- Born: Robert Hudson Backus July 11, 1926 Boston, Massachusetts
- Died: June 30, 1999 (aged 72) Boston, Massachusetts
- Education: Tufts University
- Occupations: Track and field athlete

= Bob Backus =

American hammer thrower

Robert ("Bob") Hudson Backus (July 11, 1926 – June 30, 1999) was an American track and field athlete who set world records in the hammer throw. He wore ballet slippers during competition and after using weight training to overcome the effects of meningitis.

Backus was born on July 11, 1926, in Boston. At 6 feet, 5 inches in height and 160 pounds, Backus was rejected by the United States Army Air Forces' cadet program as he was deemed too thin. As part of his efforts to recover from spinal meningitis, Backus took up weight training and bulked up into a 290-pound strongman, despite concerns that such training would make him "musclebound".

He attended Tufts University, where he started weight throwing, participating in the 16-pound hammer throw outdoors, and the 35 and 56 pound events indoors. Backus was inducted to the Tufts University's Hall of Fame. Because no footwear had yet been developed for the sport, Backus wore ballet shoes.

Backus set a world record and career best of 45 feet 2 inches in the 56-pound throw at the New York Athletic Club's annual spring games, held on June 8, 1957, in Pelham Manor, New York, setting a record that broke a record he had previously set, adding another foot to the world mark. He also set a record in February 1959 for the 35-pound weight with a distance of 66 feet 2¾ inches, one of five world records set at the Amateur Athletic Union's national indoor track and field championships at Madison Square Garden. He won U.S. titles in the 56-pound event each of the seven years from 1953 to 1959 and won seven out of eight years from 1954 to 1961 in the 35-pound throw.

He won the American title in the hammer throw in 1954 and won a gold medal in the event at the 1955 Pan American Games in Mexico City.
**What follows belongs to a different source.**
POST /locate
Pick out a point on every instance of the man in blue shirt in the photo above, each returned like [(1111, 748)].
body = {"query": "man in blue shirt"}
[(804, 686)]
He competed in the event at the 1952 Summer Olympics, finishing in 13th place.

July 1971 Backus (M40) competed at the 4th Annual Masters Outdoor National Championship placing 2nd to Howard Payne in the HT. March 1975 Backus (M45) competed in the Annual Masters Indoor National Championship and winning the WT. Backus held American Masters M45 and M50 Indoor Weight Throw Records (1976 and 1977). Backus held the American Masters M50 16-Lb Hammer Throw Record in 1977. Backus held the World Masters M55 16-Lb Hammer Throw Record in 1981. In February 1978, a 51-year-old Backus came in second in an otherwise uneventful 35-pound weight throw at the Open AAU National Indoor Championship held at Madison Square Garden.

Backus died at age 72 on June 30, 1999, at Boston's Vencor Hospital, having suffered a stroke in December 1998 and been in poor health for several years before his death. His first marriage, to Elsa Torikka of Finland, who he had met at the 1952 Summer Olympics in Helsinki where she had competed in the javelin, ended in divorce.